Even if the first idea is the best, move beyond.

The second idea

Usually, the first idea is not the most creative. Nor the funniest. It’s not the most sophisticated. Nor the clearest.

But the second idea wouldn’t happen without the first.

Get that first idea out of your head. If it ain’t good, just move on and leave it behind.

Every thing is made by someone

Every thing has been invented, designed, engineered, produced, marketed, and distributed by someone.

The clothes you wear.
The bike you ride.
The music you listen to.
The book you read.
The painting you admire.
The house you live in.
The fridge you just opened.
The chocolate you love.

One of the things that are very important to my wife and me in how we raise our children is that they see this very clearly.
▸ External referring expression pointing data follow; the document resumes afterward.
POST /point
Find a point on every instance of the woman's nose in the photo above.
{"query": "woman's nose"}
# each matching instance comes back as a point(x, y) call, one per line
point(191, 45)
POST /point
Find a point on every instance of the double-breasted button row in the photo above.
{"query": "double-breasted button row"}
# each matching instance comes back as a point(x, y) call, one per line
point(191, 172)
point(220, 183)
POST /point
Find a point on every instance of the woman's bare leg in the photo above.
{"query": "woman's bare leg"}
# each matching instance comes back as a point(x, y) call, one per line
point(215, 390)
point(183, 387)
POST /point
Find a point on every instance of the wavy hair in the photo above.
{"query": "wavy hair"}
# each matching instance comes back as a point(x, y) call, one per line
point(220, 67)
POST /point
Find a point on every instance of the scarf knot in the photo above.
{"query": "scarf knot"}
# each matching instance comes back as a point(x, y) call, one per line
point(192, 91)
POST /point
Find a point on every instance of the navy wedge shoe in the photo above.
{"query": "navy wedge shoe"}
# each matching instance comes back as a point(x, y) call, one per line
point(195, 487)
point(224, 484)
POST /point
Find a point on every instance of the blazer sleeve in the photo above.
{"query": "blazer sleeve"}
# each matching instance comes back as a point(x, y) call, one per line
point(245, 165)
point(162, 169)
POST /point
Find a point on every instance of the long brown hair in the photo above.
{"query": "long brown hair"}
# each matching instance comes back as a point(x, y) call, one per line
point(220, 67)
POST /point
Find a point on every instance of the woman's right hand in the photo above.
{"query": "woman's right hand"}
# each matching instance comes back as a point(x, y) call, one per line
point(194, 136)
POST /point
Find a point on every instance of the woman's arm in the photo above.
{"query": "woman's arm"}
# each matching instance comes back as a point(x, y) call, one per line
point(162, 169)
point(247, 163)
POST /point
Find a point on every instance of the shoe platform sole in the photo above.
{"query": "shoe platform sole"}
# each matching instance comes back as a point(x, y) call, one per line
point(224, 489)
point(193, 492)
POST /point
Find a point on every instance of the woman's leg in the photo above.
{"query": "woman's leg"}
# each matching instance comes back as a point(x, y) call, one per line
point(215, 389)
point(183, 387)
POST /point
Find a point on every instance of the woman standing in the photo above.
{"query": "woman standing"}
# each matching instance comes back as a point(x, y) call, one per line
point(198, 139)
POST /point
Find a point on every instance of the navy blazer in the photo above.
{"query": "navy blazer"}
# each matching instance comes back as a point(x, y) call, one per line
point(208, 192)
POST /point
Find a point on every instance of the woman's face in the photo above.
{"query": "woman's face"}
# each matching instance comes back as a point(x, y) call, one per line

Things are made. By someone. And that someone could be you.

If you want something to exist, set out to make it.

When people should care, but don’t

One of the problems with Malaria is that it shouldn’t be a problem. It’s actually not that hard to protect yourself from getting infected.

The real problem is that those who are affected by Malaria can’t do much about it (because they can’t afford it) and those who could do something about it are not affected – which is why they don’t care.

Now, how do you make someone care for something they (quite likely) know a lot about but still don’t care.

Here’s what Bill Gates did when he took the TED stage in 2009. He was facing an audience of people who you’d imagine could potentially do something about Malaria (a ticket costs at least $5000) but were not affected by it.

A couple of minutes into the speech Gates walked over to a table that had an empty glass of jar standing on it. He stopped. Then he said:

“There’s no reason only poor people should have the experience.”

… and lifted the glass to let the mosquitoes fly.

.
.
.

Only to add that the mosquitoes were, of course, not infectious.

This short moment was stronger than any professionally designed excel chart could have been. It was stronger than any photo of a suffering patient or a mourning family would have been.

Because it brought the experience close. Gates didn’t just speak about the severity of Malaria. He didn’t just show it. He let his audience experience the feelings. Suddenly, they were affected.

And so he made them care and opened their minds to listen to what he had to say with completely different ears. It wasn’t just the generous thing to do, anymore, but the human thing to do.

The best part: it didn’t cost a fortune. It was not an expensive wow effect. It cost an idea. Which is actually cheap once you know what you’re trying to achieve.

How can you bring your audience closer to the feeling.